Designing a RAG Pipeline That Doesn't Lie

  • #llms
  • #rag
  • #systems

Retrieval-augmented generation is easy to demo and hard to trust. The first version always looks magical — you ask a question, it answers from your docs. Then you ship it, and the failure modes show up: confident answers from stale chunks, citations that don't support the claim, and silence when the retriever misses.

Here's how I think about the parts that actually matter.

Retrieval is the product

The model is mostly fixed. The retriever is where you have leverage. A few things move the needle more than prompt tweaking ever will:

  • Chunking that respects structure — split on headings and semantic boundaries, not a fixed token count.
  • Hybrid search — dense vectors for meaning, sparse (BM25) for exact terms. Most real queries need both.
  • Reranking — a cross-encoder over the top-k makes a bigger difference than a bigger embedding model.
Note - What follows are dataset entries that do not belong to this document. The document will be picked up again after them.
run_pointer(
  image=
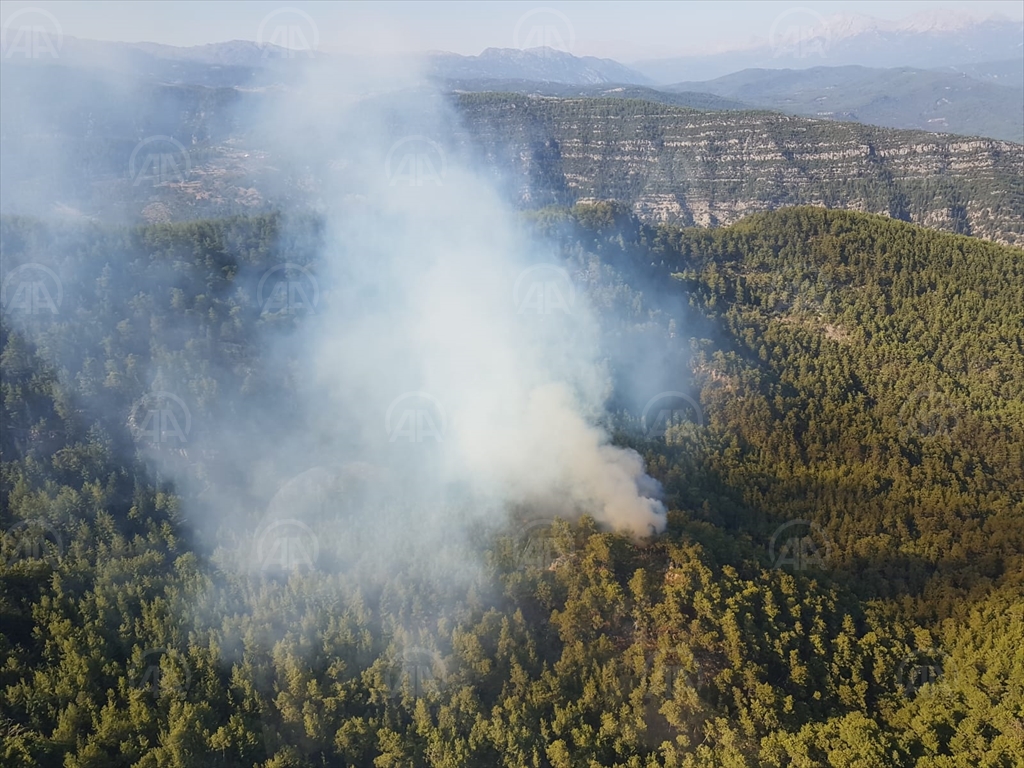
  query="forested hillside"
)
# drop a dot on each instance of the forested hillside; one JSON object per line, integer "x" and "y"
{"x": 82, "y": 152}
{"x": 712, "y": 168}
{"x": 841, "y": 579}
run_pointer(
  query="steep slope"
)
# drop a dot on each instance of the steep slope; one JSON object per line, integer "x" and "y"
{"x": 840, "y": 583}
{"x": 713, "y": 168}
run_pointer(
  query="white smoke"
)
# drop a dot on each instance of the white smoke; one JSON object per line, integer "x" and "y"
{"x": 455, "y": 346}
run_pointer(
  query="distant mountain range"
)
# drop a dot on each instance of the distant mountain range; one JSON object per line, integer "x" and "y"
{"x": 898, "y": 98}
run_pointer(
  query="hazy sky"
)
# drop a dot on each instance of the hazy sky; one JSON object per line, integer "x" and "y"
{"x": 627, "y": 31}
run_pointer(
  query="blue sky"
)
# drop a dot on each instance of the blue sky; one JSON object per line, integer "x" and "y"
{"x": 627, "y": 31}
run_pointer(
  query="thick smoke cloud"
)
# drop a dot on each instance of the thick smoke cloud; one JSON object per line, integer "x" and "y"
{"x": 455, "y": 346}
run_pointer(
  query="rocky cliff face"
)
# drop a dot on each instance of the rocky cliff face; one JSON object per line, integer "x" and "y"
{"x": 711, "y": 168}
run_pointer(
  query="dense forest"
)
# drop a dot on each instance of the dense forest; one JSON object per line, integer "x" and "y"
{"x": 840, "y": 583}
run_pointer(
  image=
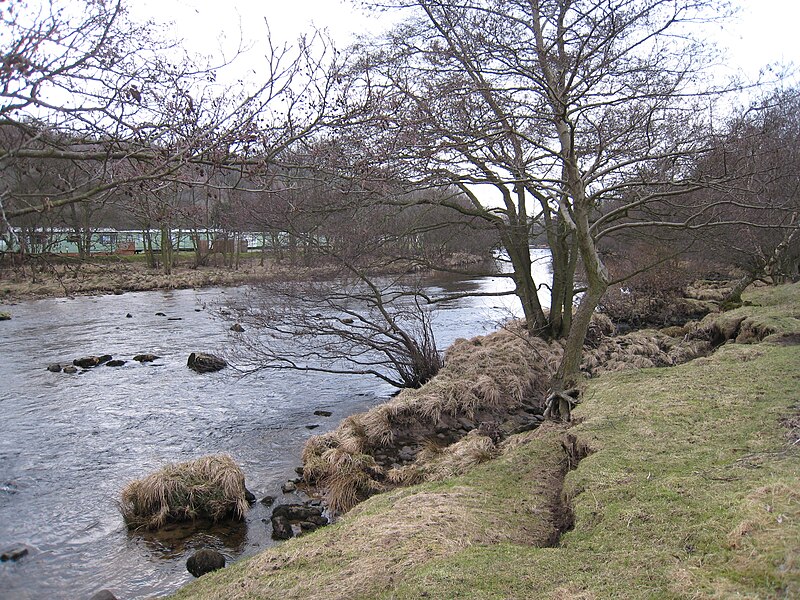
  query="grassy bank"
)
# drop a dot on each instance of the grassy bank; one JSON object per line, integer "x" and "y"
{"x": 692, "y": 490}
Grounding, then generation

The cheapest guardrail is structural: make the model cite, and verify the citation actually exists.
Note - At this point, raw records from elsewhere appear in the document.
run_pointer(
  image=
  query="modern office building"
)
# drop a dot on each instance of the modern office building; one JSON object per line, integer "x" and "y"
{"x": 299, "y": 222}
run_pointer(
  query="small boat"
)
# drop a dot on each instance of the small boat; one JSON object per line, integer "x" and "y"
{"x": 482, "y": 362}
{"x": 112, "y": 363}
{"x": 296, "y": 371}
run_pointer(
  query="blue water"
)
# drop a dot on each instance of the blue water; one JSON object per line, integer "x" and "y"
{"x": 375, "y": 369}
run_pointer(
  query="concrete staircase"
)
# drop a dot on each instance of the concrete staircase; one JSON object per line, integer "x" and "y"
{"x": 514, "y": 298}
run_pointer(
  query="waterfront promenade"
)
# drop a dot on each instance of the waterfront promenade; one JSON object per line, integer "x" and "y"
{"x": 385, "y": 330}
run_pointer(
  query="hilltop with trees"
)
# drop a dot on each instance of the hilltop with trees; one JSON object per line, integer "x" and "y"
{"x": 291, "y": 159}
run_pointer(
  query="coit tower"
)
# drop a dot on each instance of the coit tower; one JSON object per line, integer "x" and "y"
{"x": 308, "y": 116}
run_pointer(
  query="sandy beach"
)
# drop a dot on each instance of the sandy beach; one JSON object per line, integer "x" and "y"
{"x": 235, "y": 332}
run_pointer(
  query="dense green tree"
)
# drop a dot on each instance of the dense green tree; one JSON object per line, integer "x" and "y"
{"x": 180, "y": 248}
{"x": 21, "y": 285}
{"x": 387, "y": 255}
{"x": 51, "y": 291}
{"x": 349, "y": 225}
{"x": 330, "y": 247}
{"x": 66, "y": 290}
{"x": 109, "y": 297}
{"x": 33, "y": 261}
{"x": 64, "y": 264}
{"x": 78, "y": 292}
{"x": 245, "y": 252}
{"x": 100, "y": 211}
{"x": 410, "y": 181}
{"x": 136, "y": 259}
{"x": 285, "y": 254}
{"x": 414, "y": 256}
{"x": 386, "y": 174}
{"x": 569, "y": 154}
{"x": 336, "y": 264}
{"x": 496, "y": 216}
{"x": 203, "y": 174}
def answer(query: str) -> Answer:
    candidates = hybrid_search(query, k=20)
    ranked = rerank(query, candidates)[:5]
    response = llm.generate(query, context=ranked, require_citations=True)
    return verify_citations(response, ranked)  # drop unsupported claims

If a claim isn't backed by a retrieved chunk, it doesn't ship. That single rule removes most hallucinations people complain about.

What I'd tell past me

Spend your time on retrieval quality and evaluation, not on the prompt. The prompt is the last 10%.

Build an eval set of real questions with known-good answers before you tune anything. Otherwise you're optimizing vibes.